COLUMBIA — The Alzheimer's State Plan Task Force partnered with the mid-Missouri chapter of the Alzheimer's Association at a community forum Wednesday to gather input on how to help Missouri families best deal with Alzheimer's disease.
The task force will hold five public forums to assess the needs and concerns of those affected by Alzheimer's disease in Missouri and will report the findings and their recommendations to the governor and General Assembly in November.

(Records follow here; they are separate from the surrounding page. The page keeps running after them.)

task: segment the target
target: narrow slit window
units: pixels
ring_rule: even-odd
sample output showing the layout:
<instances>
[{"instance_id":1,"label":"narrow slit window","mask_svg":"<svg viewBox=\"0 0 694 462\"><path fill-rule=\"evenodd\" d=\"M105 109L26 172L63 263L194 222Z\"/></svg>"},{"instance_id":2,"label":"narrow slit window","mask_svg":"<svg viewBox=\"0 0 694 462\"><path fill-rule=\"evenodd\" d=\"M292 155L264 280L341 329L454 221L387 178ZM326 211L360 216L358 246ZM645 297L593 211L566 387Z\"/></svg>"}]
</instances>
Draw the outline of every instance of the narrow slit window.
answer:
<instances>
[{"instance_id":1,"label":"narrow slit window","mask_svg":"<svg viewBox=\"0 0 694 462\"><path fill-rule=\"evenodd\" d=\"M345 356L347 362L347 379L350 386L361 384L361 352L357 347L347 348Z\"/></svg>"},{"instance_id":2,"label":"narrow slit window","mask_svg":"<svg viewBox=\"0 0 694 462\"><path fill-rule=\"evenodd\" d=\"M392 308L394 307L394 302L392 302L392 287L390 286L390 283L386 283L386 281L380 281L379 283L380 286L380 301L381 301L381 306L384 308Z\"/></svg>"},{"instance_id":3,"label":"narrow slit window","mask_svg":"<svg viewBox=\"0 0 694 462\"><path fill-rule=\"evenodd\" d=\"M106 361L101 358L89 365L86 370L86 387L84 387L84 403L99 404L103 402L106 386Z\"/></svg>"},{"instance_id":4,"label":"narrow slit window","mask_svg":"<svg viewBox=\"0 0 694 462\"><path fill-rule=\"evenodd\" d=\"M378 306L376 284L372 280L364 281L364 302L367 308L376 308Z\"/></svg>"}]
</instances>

"The task force has not come here with any preconceived ideas," said Linda Newkirk, executive director of the association's mid-Missouri chapter. "They are really trying to get a sense of the state of Alzheimer's in Missouri."
Carroll Rodriguez, the public policy director for the Missouri Coalition of Alzheimer's Association, said public input is crucial and will guide the direction of the task force. The idea for a task force started in St. Louis with a small focus group and eventually gained bipartisan support.
"We asked, 'What do you think about an Alzheimer's state plan?'" Rodriguez said. "The answer was absolutely, emphatically, 'Yes.'"
As Alzheimer's becomes more prevalent and the bills to care for patients get more expensive, legislators are focusing more attention on it. Rep. Maria Chappelle-Nadal, D-St. Louis County, and Sen. Bill Stouffer, R-Napton, created the task force. The Alzheimer's Association wants them to be leaders on the issue because of their history in elderly care.
"It's devastating when Alzheimer's patients are diagnosed," Stouffer said. "They need some place to get the latest research and support. A kind of one-stop shop."
The caregivers and patients who attended the event shared their personal experiences and struggles. The main concerns were misdiagnosis, monetary help for home care, better-assisted living facilities and stress-related illnesses in caregivers.
Susan Baker, an early-stage Alzheimer's patient, attended the forum with her daughter and caregiver, Kiersa Toll. Baker and Toll both spoke of the hardships of dealing with the disease day-to-day.
"My life is a happy one, but it's pretty depressing at the same time, knowing that I am going to deteriorate," Baker said. "I keep myself busy, I make things. I just find the joys in my life."
Toll said the hardest part for her is feeling like she is stepping on her mother's toes.
"I don't know how much to take over and when," Toll said. "The dichotomy is trying not to treat your parent like a child."